# Trapping Question ??



## Fish On (Sep 1, 2004)

I Purchased some new #1cs Duke Traps for Muskrat Trapping and the trigger pad is real stiff is there a good rule of thumb on how light to make that trigger pad . thanks for any input 

Fish On !!!


----------



## T-180 (Oct 18, 2005)

What I've done for years ............ set it just a little tighter than where it sets off when you sit it down. If it's set in a good slide where they will hit the pan hard, you can set it a little tighter. With a rat's leg structure, you want them pretty deep in a trap, plus make it a drowning set if at all possible. Thay are not the smartest animal by any means, so you can get by with setting it a little tighter than you would for a ****,fox,mink, or coyote. 
Another good thing , especially for new traps is to boil them to get the oil & any other scent off, stain them with logwood crytals or walnut hulls, & wax them. With coil springs, that wax job not only makes them more sensitive , but lightning quick.
Pm me if you need anything else,
Tim


----------



## Fish On (Sep 1, 2004)

T-180 said:


> What I've done for years ............ set it just a little tighter than where it sets off when you sit it down. If it's set in a good slide where they will hit the pan hard, you can set it a little tighter. With a rat's leg structure, you want them pretty deep in a trap, plus make it a drowning set if at all possible. Thay are not the smartest animal by any means, so you can get by with setting it a little tighter than you would for a ****,fox,mink, or coyote.
> Another good thing , especially for new traps is to boil them to get the oil & any other scent off, stain them with logwood crytals or walnut hulls, & wax them. With coil springs, that wax job not only makes them more sensitive , but lightning quick.
> Pm me if you need anything else,
> Tim




T-180
Thanks man your suggestion ( set it just a little tighter than where it sets off when you sit it down. ) sounds good to me will give it a try..
Well off to trap some ***** and rats ...LOL !!!


----------



## Ðe§perado™ (Apr 15, 2004)

Good advice, I couldn't of said it better myself.


----------



## Fish On (Sep 1, 2004)

I know the Ohio State Trappers Association has a yearly convention ( I have never been to one ) does anyone know if there is vendors there selling traps and trapping supplies there ?? or is there any trapping events or seminars e where trapping vendors set up and sell traps , where I live there is nothing around , I have to get all my traps mail order 

Fish On !!!


----------



## Guest (Dec 28, 2007)

Go to the OSTA's website and it will give you the date of the state convention, as well as the local meets in your area.

I think the site is ohiostatetrapper.org


----------



## Seaturd (Apr 14, 2004)

Fish On where are you located?
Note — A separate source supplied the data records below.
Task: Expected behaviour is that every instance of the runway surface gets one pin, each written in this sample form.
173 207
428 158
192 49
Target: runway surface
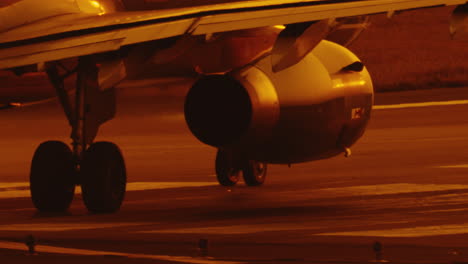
405 186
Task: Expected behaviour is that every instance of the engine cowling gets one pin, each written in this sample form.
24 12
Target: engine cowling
309 111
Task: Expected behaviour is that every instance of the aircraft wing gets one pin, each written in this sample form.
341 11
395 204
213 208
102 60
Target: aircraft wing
72 34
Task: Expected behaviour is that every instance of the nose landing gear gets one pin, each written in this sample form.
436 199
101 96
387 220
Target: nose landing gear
229 166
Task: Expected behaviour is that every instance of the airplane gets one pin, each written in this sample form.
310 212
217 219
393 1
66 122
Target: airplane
276 83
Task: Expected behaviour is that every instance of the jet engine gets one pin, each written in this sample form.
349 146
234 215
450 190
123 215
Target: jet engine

I've got some traps in my garage I'd be willing to part with fairly cheaply. If you are interested I'll go do an inventory of what I've got and get back to you. I know there are a few 110 conibears and no. 1 long springs along with a bunch of other stuff. I probably only need to keep one or two for varmit control. They will definitely need cleaned and dyed, they've been sitting in my garage for 15 years.


----------



## Fish On (Sep 1, 2004)

Seaturd said:


> Fish On where are you located? I've got some traps in my garage I'd be willing to part with fairly cheaply. If you are interested I'll go do an inventory of what I've got and get back to you. I know there are a few 110 conibears and no. 1 long springs along with a bunch of other stuff. I probably only need to keep one or two for varmit control. They will definitely need cleaned and dyed, they've been sitting in my garage for 15 years.


Seaturd
I am located in Andover, Ohio , Pm me what you have and your phone # and I will give you a call 
Thanks 
Fish On !!!


----------



## Seaturd (Apr 14, 2004)

Fish On said:


> Seaturd
> I am located in Andover, Ohio , Pm me what you have and your phone # and I will give you a call
> Thanks
> Fish On !!!


Okay. I'll dig them out sometime today and write down what all is out there.


----------



## BigDave (Jun 3, 2004)

Ohio's will be in Lima this year:
2008 OSTA Convention - Allen Co. Fairgrounds, Lima, OH - September 5-7, 2008.
Next year (2009) they are hosting the national convention.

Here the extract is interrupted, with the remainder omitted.